I’m not really one to obsess about getting the top score, but I found myself rerunning levels to improve my standing. 208 out of 25849 was my best for Game Mode Total Hi-Score (Total for all courses). That’s like the main ranking, as it’s cumulative. I was surprised by that number… 25849. It allowed me to do some quick math. The game was a $9.99 download, that was dated 11/22/2010. So, in little over a week, DX pulled in more than a quarter of a million dollars.

That’s a huge inspiration for me, as the game is not that complicated to recreate. Should I make a Pac-Man clone? I’ve been pondering the possibility. Maybe if I could create an original theme, and something equally as unique as DX, I might do it. I don’t want to just rip off Pac-Man. I respect the game. Namco Bandai Games did some great work here.

Although, I did find something of a spelling error.

“Play however you wish, great for practise!”

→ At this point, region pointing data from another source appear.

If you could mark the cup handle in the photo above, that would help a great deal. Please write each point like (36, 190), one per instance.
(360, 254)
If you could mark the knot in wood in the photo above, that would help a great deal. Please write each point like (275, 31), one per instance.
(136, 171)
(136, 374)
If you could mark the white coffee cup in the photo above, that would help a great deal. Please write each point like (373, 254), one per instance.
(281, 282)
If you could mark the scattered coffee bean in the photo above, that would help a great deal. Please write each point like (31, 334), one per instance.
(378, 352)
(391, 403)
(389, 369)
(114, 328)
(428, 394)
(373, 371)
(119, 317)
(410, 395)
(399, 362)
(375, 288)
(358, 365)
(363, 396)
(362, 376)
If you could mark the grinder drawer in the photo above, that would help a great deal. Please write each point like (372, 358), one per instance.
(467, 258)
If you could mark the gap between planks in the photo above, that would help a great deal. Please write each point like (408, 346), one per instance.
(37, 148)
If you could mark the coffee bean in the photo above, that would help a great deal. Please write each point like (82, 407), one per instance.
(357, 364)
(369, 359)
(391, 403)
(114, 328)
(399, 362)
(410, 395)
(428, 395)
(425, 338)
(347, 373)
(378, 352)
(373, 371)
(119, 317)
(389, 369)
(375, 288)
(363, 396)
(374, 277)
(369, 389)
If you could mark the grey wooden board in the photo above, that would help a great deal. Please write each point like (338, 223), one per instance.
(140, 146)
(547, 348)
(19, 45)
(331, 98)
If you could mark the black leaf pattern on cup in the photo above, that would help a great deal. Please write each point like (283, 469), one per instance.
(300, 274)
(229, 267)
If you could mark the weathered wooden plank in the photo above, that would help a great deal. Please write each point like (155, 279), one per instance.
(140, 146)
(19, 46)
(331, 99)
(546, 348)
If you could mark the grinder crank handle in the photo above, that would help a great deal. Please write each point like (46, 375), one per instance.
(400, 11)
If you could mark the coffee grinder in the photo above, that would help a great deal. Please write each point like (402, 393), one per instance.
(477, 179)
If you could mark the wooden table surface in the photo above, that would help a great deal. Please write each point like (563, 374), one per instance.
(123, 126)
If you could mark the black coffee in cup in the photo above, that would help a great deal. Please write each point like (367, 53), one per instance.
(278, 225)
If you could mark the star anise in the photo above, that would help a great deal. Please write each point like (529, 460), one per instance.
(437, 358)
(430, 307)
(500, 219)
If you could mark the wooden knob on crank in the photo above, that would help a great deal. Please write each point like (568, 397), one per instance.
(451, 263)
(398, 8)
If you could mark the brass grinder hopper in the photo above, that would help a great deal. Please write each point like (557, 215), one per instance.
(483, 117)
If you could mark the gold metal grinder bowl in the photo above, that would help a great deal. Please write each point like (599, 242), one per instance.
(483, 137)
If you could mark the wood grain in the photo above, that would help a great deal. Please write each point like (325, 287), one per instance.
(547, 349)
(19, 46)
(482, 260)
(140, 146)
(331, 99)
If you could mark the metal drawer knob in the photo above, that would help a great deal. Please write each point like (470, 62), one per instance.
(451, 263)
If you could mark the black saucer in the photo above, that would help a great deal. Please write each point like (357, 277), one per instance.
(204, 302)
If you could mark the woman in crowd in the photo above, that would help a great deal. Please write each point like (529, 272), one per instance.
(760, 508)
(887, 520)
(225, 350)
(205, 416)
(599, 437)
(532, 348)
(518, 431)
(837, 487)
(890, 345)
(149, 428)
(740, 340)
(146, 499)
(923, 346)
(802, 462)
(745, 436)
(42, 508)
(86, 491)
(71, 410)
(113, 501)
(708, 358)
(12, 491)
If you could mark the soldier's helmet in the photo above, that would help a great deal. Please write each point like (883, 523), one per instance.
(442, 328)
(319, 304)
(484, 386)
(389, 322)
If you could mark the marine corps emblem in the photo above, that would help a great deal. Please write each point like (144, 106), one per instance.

In the United States, we usually use the word “practice”. But if you don’t mind the United Kingdom style English, then it’s hard to find fault with this game. Most of the issues that I found were minor. I was surprised to see a loading screen for a Pac-Man game, but that wasn’t a huge detraction. My only other remaining gripe is with resolution. I was somewhat disappointed when my TV displayed 720p, instead of 1080p. That’s unfortunate to see the lower setting, but I don’t think that DX needs those extra pixels. The graphics looked sharp enough to me. You can customize the appearance of the graphics, by choosing the look for the levels and the characters.

Maybe 30 years from now, DX will be little more than a minor blurb in the legacy Pac-Man. Maybe DX is a modern classic. Which one is it? I don’t know for sure. What I do know is that I’d probably have trouble playing the original again. It just wouldn’t be as interesting, not without the bombs, high-resolution graphics, new special effects and better music. The conga lines — with dozens of ghosts in pursuit — makes DX more exciting.